Sundays at the Plaza

In Cancún, Culture, Los Cabos, Play, Play, Play, Play, Playa del Carmen & Tulum, Puerto Vallarta by Belen Molina

We don’t blame you for wanting to take full advantage of the resort experience offered at some of Mexico’s most exclusive destinations. Award-winning restaurants, magazine-featured pools, a world-class level of service, and a variety of activities to keep you busy and entertained from sunrise to sundown await you. So, why would you ever want to venture outside of the resort?

While enjoying a great variety of Mexican food poolside, and learning about the history of tequila at one of the tequila tasting events offered at your hotel might give you a taste of Mexican culture, there’s no better way of experiencing the cultural riches of a particular Mexican town than by spending a Sunday evening at the plaza, or town square.

In Mexico, the plaza is considered the heart of a traditional town, a large public space that is usually located right across the street from the main town’s church or cathedral. At its center there may be a fountain, a monument, a gazebo, or a garden. The plaza is usually surrounded by small local shops and eateries, as well as important government buildings. At the plaza you will often see open markets, people gathering, people playing music, and political or cultural events taking place.

Sundays at the plaza are the busiest, but they are also the best day to see, hear, touch, smell, and taste the most of what the town has to offer.
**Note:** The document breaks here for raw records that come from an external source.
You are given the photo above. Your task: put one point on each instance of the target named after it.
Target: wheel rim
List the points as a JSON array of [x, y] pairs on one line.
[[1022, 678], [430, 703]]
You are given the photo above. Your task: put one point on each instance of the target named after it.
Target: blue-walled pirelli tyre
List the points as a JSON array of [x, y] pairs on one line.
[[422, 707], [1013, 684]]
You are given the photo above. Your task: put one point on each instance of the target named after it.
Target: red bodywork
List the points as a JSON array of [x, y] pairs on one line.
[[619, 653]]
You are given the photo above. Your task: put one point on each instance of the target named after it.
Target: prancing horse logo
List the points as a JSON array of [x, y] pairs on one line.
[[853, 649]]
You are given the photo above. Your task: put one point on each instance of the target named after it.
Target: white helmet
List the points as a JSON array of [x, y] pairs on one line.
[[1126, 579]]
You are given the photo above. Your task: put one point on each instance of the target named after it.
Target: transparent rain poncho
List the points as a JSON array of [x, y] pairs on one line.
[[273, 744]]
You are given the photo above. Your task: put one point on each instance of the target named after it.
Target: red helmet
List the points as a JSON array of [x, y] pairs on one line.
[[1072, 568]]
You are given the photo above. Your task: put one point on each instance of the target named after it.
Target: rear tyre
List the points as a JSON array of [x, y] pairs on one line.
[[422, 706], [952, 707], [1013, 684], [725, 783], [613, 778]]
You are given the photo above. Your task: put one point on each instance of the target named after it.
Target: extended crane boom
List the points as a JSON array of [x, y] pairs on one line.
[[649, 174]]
Since more than 80% of Mexico’s population is Catholic, a lot of people gather at the plaza on Sundays after mass. You’ll see big families walking over to church, girls wearing dresses, boys wearing button-down shirts, and grandmas wearing a shawl over their head. While people attend mass, vendors gather right outside the church, waiting.

Authentic Mexican street food abounds in the plaza. Try the traditional Mexican ice cream known as nieve de garrafa, which originated during the Spanish conquest and was later perfected using techniques brought from Italy. Or how about some shaved ice covered in regional fruit syrups, also known as nieve raspada? From the delicious fried-dough pastries known as churros to the famous Mexican street corn, or esquites, that are served with sour cream, cheese, fresh lemon juice, and chili powder, you are in for a culinary treat.

Take a seat at one of the benches surrounding the center of the plaza while you enjoy your food. Watch the children laugh and play as they feed the pigeons that have gathered outside the church. Take it all in as you enjoy the lively marimba music that is welcoming you to this place, this space, this moment. Trust us, it will be worth it.